The UN was lying when it said at least 1 million people in Sudan’s conflict-torn Darfur region were in serious danger because of the expulsion of some foreign aid organizations, Sudan’s UN envoy said on Thursday.
In a recent report to the Security Council, UN Secretary-General Ban Ki-moon said the decision to expel 13 foreign and three domestic humanitarian aid organizations had put “over 1 million people at life-threatening risk” in Darfur.
Sudanese Ambassador to the UN Abdalmahmoud Abdalhaleem dismissed the report.
“It’s a big lie,” he told reporters when asked about Ban’s estimate. “They are very good at dramatizing things. You will never find a report coming out of this body saying something positive about the situation.”
He said there were no problems in Darfur and that “everything is positive.”
“There is now calm in Darfur,” Abdalhaleem said. “No starvation.”
The UN has said the expelled aid groups accounted for more than half of the aid distribution capacity in Darfur.
That, Abdalhaleem said, was another “big lie.”
“The volume is 4.7 percent,” he said, referring to the amount of aid the 16 groups were responsible for.
Sudan said it expelled the humanitarian aid agencies because they collaborated with the Hague-based International Criminal Court, which issued a warrant for the arrest of Sudanese President Omar Hassan al-Bashir last month.
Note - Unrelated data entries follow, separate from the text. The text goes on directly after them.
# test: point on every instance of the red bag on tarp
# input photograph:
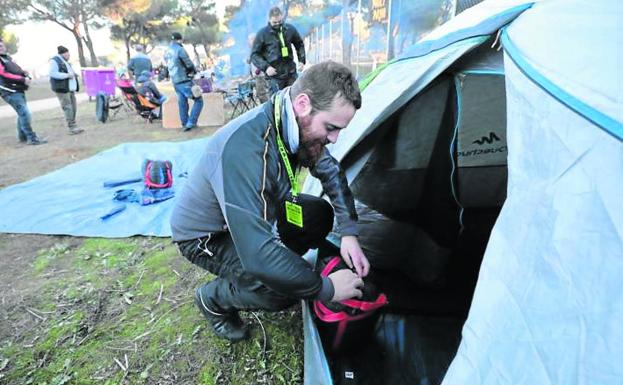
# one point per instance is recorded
(348, 324)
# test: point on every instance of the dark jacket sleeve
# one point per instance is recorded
(247, 181)
(257, 52)
(299, 45)
(334, 183)
(154, 90)
(16, 78)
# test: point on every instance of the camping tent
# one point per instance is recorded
(444, 137)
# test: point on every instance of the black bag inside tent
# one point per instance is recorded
(101, 107)
(428, 193)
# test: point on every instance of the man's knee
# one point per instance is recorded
(273, 301)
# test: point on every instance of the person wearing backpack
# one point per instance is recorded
(64, 82)
(146, 87)
(14, 82)
(181, 71)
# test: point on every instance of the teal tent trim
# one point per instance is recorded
(605, 122)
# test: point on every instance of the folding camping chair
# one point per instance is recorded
(137, 102)
(242, 98)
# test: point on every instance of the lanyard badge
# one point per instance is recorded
(294, 211)
(284, 48)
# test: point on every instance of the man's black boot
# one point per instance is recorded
(225, 325)
(35, 141)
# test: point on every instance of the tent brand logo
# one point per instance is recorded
(490, 139)
(482, 151)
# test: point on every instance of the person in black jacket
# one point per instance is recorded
(64, 83)
(272, 51)
(146, 87)
(242, 217)
(14, 82)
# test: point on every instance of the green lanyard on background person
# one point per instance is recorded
(294, 211)
(284, 47)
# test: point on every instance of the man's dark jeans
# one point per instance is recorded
(234, 289)
(183, 92)
(17, 100)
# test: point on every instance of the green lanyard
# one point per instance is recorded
(282, 149)
(284, 48)
(294, 212)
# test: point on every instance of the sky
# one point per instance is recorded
(38, 42)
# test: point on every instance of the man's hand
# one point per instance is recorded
(271, 71)
(346, 285)
(353, 255)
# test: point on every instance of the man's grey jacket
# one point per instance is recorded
(237, 186)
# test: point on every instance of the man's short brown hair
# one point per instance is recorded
(325, 81)
(274, 11)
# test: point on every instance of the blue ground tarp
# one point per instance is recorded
(71, 200)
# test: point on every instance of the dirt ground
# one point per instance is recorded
(22, 162)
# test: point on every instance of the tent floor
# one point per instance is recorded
(405, 349)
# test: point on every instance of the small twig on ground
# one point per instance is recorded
(139, 278)
(122, 349)
(160, 295)
(120, 364)
(35, 314)
(142, 335)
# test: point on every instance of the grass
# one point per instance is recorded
(120, 311)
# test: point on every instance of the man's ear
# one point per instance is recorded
(302, 105)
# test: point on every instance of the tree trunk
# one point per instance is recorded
(89, 43)
(127, 48)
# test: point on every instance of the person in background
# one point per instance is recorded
(64, 82)
(259, 78)
(146, 87)
(139, 62)
(181, 71)
(14, 82)
(241, 215)
(272, 51)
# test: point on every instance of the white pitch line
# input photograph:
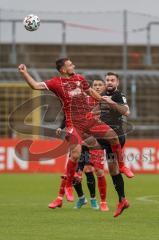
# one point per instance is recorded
(148, 198)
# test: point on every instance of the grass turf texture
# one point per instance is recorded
(24, 213)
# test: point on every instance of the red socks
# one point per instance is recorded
(62, 187)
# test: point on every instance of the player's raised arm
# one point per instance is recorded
(28, 78)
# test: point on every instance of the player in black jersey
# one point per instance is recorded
(84, 160)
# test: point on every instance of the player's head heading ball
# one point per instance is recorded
(111, 81)
(65, 66)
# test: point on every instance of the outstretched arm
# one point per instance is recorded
(28, 78)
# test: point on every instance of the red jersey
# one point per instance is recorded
(72, 93)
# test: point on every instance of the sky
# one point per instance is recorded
(109, 25)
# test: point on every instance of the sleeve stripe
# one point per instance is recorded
(45, 85)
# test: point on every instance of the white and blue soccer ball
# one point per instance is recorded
(31, 22)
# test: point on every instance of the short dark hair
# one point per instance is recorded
(60, 63)
(112, 74)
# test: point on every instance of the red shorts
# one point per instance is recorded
(97, 159)
(92, 127)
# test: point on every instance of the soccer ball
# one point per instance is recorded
(31, 22)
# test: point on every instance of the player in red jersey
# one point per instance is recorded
(72, 89)
(90, 160)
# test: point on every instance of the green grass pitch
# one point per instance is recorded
(24, 214)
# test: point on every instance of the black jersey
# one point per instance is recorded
(111, 116)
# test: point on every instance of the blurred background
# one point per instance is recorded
(97, 40)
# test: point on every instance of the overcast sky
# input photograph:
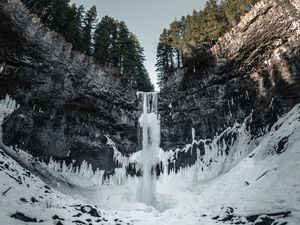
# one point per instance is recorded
(146, 19)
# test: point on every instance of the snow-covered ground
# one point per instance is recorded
(266, 180)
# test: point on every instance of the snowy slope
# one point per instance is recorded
(25, 197)
(267, 181)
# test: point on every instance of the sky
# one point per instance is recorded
(146, 19)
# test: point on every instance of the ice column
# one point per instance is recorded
(150, 127)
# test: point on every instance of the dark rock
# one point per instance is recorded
(90, 210)
(34, 200)
(216, 217)
(282, 145)
(65, 97)
(23, 200)
(256, 67)
(56, 217)
(264, 220)
(78, 222)
(22, 217)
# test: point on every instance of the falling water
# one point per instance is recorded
(150, 128)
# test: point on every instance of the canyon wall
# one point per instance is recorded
(256, 68)
(68, 103)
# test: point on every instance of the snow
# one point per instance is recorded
(258, 176)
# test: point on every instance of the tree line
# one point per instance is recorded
(108, 40)
(186, 41)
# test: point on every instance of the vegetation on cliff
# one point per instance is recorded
(186, 41)
(109, 41)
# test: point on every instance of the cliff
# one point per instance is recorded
(68, 103)
(255, 68)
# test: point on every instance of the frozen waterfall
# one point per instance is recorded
(149, 124)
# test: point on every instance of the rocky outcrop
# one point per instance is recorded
(68, 103)
(256, 68)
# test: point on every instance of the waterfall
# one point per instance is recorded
(149, 124)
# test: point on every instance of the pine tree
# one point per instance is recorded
(104, 40)
(89, 21)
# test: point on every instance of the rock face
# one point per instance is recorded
(256, 67)
(68, 102)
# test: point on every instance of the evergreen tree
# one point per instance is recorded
(105, 41)
(89, 22)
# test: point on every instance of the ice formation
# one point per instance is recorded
(7, 107)
(150, 125)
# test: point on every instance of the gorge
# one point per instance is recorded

The court charged Bashir with plotting mass killings and deportations in Darfur in western Sudan.
A joint UN-Sudanese assessment of the situation in Darfur found that the removal of the aid personnel there had created a gap in the delivery of supplies and services across Darfur, an area roughly the size of France.
The Sudanese envoy said other aid agencies that were committed to humanitarian ideals were welcome to come to Darfur to help fill the aid distribution gap.
UN officials say as many as 300,000 people have been killed and more than 2.7 million driven from their homes in Darfur in almost six years of ethnic and political violence.
Khartoum, however, says 10,000 people have died.
Some 4.7 million people rely on humanitarian aid in Darfur.